Capriotti will reportedly move into a consultancy role, where Nike could be among his clients.
“John Capriotti has retired from Nike but will consult and continue to play an important role in our relationship with athletes,” a Nike spokesperson wrote in an email to LetsRun.com.
Capriotti’s departure is the latest shakeup in what has been a year of change for the sportswear giant. In January, John Donahoe succeeded Mark Parker after 14 years as Nike’s CEO. In July, the company announced it was laying off more than 500 employees at its Beaverton, Ore., headquarters and restructuring its corporate leadership. And recently, Tim Phelan, who had worked in Nike sports marketing for over 20 years and was close to Capriotti, was fired.

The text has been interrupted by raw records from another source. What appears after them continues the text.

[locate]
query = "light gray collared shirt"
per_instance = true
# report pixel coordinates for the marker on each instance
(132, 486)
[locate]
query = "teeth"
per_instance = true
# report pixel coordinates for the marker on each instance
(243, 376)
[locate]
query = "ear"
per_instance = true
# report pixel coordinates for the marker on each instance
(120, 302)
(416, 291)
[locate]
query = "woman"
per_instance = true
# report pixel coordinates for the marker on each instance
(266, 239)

2019 was also a turbulent year for Nike’s running division. First, it came under fire for its lack of protection for athletes who became pregnant. Then in September, coach Alberto Salazar of the Nike Oregon Project was handed a four-year ban from track & field by the U.S. Anti-Doping Agency for multiple anti-doping violations (Salazar has vigorously defended his innocence, and spent years fighting the charges, with Nike paying for his defense. His appeal will be heard by Court of Arbitration for Sport in November). In November 2019, Mary Cain and others alleged Salazar was responsible for a culture of bullying and body shaming during her time at NOP.
A Nike spokesperson said Capriotti’s exit was unrelated to Salazar and NOP (which was shuttered in October 2019). Capriotti, through Nike, declined an interview request.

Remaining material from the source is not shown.